= Luca Ciarrocca =

Italian writer

Luca Ciarrocca is an Italian Internet entrepreneur, journalist and author of macroeconomic and geopolical books. He has spent years analyzing the dynamics and imbalances of global power. His most recent book is "L'anima nera della Silicon Valley. La vera storia di Peter Thiel" . Formerly a New York correspondent for Indro Montanelli’s Il Giornale, in 1999 he founded and directed Wall Street Italia, at the time one of the first independent websites on economics and finance.
He is the author of several investigative books, including the long seller "I padroni del mondo" (2013) , L’affaire Soros (2019) , and Terza Guerra Mondiale (2022) . He writes about international politics for Domani and Il Fatto Quotidiano. He has won the journalistic awards Premiolino and Amerigo.

==Biography==
He was born in Rome, and completed his professional education with a degree in Law at the Università La Sapienza, Rome, followed by a Master in Business Administration, with a specialty in Finance, from the SAA (Scuola di Amministrazione Aziendale) in Turin.

==Career==
Luca Ciarrocca chose financial journalism as his career path and landed a post-MBA internship at Mondo Economico, the weekly magazine of Il Sole 24 Ore, his first full-time job. He became a licensed journalist and was appointed senior editor of Il Mondo, a business and political magazine within the RCS-Corriere della Sera Group. Later he was selected to become a correspondent in New York and moved to the US.
In New York, over the course of many years, he worked for several major Italian media outlets, including Il Giornale, ANSA and L'Espresso. He has also written for La Repubblica, Milano Finanza and The Street. He regularly appears as a financial, economic and political pundit on Italian television and radio programs, like RAI, Mediaset, SkyNews, La7 and other media.
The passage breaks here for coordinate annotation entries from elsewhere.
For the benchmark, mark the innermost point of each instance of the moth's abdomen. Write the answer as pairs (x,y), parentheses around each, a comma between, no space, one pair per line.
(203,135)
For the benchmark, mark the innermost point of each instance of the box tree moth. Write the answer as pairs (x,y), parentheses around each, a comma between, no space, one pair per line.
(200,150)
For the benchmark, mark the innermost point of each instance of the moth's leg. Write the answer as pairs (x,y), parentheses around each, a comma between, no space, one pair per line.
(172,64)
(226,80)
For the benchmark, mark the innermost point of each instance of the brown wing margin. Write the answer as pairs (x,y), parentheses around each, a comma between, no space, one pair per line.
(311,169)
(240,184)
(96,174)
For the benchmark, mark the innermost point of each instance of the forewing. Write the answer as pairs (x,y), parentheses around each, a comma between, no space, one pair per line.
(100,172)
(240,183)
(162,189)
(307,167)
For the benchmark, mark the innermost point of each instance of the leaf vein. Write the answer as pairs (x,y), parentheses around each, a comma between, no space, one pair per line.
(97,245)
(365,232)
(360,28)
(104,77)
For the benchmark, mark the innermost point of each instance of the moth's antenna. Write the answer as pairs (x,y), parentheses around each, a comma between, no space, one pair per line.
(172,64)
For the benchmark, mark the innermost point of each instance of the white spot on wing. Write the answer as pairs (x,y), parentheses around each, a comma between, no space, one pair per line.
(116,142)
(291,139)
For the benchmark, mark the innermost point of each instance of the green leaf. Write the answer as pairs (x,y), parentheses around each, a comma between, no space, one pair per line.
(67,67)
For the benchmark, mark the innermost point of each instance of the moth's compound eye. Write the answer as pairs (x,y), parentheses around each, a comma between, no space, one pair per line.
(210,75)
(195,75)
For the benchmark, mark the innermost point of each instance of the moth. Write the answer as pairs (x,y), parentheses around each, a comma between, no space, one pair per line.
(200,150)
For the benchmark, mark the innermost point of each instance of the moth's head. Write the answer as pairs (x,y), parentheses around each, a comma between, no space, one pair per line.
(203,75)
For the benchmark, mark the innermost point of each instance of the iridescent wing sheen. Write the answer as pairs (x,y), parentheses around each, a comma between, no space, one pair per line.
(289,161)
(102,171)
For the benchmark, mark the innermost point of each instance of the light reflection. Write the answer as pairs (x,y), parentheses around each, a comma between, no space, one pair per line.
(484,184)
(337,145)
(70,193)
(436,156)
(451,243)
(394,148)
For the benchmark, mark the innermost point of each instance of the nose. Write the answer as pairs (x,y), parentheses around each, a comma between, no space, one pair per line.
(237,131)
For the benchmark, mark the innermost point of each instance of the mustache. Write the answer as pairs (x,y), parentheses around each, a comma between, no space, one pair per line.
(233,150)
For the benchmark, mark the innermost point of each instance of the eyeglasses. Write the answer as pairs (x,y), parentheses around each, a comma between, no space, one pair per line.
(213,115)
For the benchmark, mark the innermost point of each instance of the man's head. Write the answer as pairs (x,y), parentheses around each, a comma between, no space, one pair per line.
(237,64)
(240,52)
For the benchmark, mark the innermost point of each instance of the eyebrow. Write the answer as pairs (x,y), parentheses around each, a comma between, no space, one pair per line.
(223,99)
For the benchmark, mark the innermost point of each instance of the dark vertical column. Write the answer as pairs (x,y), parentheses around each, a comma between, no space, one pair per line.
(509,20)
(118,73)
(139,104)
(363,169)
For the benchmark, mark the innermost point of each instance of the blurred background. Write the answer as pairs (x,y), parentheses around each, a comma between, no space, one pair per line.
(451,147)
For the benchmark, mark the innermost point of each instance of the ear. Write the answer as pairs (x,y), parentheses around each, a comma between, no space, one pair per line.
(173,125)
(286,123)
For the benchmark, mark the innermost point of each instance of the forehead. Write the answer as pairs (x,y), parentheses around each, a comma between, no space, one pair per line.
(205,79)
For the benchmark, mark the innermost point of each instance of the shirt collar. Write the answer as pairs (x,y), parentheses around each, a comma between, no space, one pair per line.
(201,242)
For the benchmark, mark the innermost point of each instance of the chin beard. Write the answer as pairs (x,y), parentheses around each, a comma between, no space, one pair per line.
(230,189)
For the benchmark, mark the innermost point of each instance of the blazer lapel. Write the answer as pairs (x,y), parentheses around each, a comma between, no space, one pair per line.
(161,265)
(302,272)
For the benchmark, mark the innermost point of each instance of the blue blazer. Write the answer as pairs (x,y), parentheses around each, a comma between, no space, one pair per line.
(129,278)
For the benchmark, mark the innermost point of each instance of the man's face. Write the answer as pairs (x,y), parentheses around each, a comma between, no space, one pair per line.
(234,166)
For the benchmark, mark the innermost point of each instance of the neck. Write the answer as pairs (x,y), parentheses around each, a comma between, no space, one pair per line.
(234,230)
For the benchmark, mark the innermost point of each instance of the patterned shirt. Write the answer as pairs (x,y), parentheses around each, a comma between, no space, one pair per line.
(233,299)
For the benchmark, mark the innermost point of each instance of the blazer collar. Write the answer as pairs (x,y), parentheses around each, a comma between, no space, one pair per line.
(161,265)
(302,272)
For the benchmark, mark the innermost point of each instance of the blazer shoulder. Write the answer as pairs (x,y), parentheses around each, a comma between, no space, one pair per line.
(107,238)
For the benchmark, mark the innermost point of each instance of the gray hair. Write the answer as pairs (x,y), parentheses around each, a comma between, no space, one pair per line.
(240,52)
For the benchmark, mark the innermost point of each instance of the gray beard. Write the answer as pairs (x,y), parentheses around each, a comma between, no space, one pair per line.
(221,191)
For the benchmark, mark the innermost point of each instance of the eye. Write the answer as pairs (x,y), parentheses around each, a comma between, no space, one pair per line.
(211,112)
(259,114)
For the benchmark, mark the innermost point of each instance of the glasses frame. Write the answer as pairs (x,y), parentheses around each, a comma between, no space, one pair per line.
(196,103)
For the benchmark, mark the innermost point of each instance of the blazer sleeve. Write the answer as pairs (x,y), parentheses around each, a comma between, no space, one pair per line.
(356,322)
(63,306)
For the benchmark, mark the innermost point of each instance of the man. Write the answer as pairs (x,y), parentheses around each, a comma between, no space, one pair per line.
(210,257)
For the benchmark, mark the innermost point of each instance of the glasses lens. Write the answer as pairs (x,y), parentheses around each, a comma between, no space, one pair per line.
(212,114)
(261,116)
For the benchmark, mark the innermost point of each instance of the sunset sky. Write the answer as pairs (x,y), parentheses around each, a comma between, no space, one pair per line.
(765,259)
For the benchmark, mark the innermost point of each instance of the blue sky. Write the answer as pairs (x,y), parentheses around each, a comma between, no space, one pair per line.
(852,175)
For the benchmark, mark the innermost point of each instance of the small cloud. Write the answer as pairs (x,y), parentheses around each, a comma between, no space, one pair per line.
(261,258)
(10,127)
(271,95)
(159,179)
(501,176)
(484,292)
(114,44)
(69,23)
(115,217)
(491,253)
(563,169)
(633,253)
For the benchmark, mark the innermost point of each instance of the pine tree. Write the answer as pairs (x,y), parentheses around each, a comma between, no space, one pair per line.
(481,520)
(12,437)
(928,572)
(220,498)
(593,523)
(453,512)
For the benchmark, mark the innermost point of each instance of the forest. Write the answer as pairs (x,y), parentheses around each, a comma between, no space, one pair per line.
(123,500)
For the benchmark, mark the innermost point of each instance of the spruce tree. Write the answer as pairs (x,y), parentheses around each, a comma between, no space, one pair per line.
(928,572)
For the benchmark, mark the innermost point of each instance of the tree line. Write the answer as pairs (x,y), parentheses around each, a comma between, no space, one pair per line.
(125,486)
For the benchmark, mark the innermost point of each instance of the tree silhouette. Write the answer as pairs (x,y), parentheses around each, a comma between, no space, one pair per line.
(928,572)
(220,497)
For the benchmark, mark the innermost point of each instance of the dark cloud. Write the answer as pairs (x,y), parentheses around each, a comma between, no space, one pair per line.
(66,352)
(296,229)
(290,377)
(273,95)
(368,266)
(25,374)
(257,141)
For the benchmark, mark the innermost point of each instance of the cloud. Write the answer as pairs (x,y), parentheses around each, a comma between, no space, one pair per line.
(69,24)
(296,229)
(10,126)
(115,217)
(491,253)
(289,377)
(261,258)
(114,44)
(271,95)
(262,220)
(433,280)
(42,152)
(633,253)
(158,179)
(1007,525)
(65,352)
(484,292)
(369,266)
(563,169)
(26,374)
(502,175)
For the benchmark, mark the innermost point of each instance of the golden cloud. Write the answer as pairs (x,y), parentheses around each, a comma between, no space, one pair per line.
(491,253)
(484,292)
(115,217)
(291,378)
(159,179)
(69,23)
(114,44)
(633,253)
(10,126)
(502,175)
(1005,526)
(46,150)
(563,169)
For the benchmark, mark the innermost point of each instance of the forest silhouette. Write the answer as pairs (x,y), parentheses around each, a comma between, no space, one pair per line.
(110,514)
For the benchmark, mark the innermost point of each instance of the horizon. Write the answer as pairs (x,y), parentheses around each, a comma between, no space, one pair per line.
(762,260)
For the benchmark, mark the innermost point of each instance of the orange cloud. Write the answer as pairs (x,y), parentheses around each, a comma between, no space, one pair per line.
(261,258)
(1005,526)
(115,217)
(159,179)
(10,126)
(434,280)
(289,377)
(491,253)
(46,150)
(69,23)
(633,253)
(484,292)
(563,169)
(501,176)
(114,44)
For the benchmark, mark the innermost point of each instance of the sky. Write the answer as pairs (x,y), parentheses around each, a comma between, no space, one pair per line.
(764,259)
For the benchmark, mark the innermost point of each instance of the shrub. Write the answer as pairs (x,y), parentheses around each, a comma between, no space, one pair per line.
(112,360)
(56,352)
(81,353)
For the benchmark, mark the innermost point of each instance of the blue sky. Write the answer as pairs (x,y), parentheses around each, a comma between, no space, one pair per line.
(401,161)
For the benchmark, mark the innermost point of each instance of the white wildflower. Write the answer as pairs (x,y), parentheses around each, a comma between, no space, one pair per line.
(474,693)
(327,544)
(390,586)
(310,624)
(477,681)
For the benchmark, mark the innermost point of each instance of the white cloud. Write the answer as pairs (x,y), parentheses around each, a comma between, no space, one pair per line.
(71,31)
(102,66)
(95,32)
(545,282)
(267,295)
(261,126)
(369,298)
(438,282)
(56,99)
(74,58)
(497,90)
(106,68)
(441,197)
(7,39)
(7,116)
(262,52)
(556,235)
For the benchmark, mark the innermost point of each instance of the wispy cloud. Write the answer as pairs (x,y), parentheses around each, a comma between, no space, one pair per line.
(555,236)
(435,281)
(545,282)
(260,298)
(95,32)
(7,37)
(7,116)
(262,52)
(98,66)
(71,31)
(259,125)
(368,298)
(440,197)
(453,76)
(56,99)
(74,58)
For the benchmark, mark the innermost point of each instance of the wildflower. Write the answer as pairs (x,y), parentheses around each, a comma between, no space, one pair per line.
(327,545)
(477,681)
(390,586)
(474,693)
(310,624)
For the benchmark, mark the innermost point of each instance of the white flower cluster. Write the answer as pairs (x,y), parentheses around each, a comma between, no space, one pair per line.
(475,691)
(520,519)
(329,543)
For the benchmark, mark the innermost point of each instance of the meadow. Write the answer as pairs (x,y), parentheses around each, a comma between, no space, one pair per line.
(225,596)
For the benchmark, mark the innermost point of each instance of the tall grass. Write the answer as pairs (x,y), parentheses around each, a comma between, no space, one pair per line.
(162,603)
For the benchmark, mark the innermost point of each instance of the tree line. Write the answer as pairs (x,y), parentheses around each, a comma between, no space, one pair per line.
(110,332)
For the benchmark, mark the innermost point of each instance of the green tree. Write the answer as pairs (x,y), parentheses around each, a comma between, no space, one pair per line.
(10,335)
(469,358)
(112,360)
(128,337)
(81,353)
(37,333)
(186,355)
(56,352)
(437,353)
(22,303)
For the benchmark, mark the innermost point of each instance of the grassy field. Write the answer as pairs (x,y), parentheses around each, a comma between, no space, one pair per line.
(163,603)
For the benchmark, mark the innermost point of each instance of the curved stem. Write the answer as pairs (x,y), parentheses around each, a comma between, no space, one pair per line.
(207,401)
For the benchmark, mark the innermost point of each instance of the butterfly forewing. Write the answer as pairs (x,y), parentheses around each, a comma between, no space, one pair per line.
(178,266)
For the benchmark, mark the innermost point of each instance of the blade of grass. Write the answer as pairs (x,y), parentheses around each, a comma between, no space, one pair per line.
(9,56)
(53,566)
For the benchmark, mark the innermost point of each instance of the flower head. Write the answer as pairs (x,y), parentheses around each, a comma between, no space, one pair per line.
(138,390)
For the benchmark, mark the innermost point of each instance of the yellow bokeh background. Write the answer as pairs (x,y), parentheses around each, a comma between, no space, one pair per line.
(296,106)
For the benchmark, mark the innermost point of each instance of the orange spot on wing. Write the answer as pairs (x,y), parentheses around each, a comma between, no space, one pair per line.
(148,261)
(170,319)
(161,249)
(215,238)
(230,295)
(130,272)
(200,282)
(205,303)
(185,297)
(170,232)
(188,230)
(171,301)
===Online Financial News===
Ciarrocca came up with the idea for Wall Street Italia in New York during the summer of 1999 and the website was launched on 11 October, during the golden season of the "new economy". The offices were on the 73rd floor of the Empire State Building in Manhattan. For a few years about 30% of Wall Street Italia shares were owned by HdpNet, the Internet holding company that belonged to the leading Italian publishing group RCS-Corriere della Sera. Following the withdrawal of Corriere della Sera from the business, as chief executive officer and editor-in-chief, Ciarrocca practised an unbiased and aggressive approach in the world of online business news. Traffic on the website grew during the years 2008–2011, along with financial crisis. Later more space was given to geopolitics and macroeconomy. On the morning of September 11, 2001, Luca Ciarrocca was the first in the world to give news of the al-Qaeda terrorist attack on the World Trade Center towers.
Ciarrocca sold Wall Street Italia in October 2014 to an internet media company listed on the Milan Stock Exchange, choosing to remain independent and to pursue a career as macroeconomic and foreign policy author.

==Awards==
In 1997 he was awarded the Premiolino prize, the oldest and one of the most respected Italian journalistic awards, nominated by ANSA for "having beaten the powerful American news agencies on their own turf". In 2016 Ciarrocca was among the winners of 8th Amerigo/ENAM Journalism Award in the Websites section.

==Published work==
His latest book, "L'anima nera della Silicon Valley: La vera storia di Peter Thiel (2026)" , is Europe’s first biography of the powerful Palantir founder, who has transformed data and surveillance into the strategic infrastructure of the modern era. In May 2022 he published "Terza Guerra Mondiale", an investigative essay on nuclear rearmament. Drafted before the invasion of Ukraine, it is the first analysis, based on intelligence sources, of the geopolitical risks of a Russia-NATO war fought in Europe. "L'affaire Soros" (Chiarelettere, 2019) a biography of the billionaire philanthropist that has been targeted by conspiracy theories. In July 2018 Ciarrocca published "Intervista sulla Cina – Come convivere con la superpotenza globale del futuro" (Gangemi Editore), an economic and geopolitical analysis of the Asian superpower's ambitions and its growing strength in dealing with the United States, Russia and Europe. "Rimetti a noi i nostri debiti" (Guerini) (Forgive Us Our Debt) is a 2015 essay on public debt which proposes a "QE For The People": a new form of quantitative easing whereby central banks would give "helicopter money" directly to taxpayers rather than to commercial banks.
"I padroni del mondo" is a 2013 bestseller focused on fixing the dysfunctional global banking system.
Ciarrocca's first book was in 2001 "Investire in tempo di guerra" (Investing in Times of War), Edizioni Nutrimenti.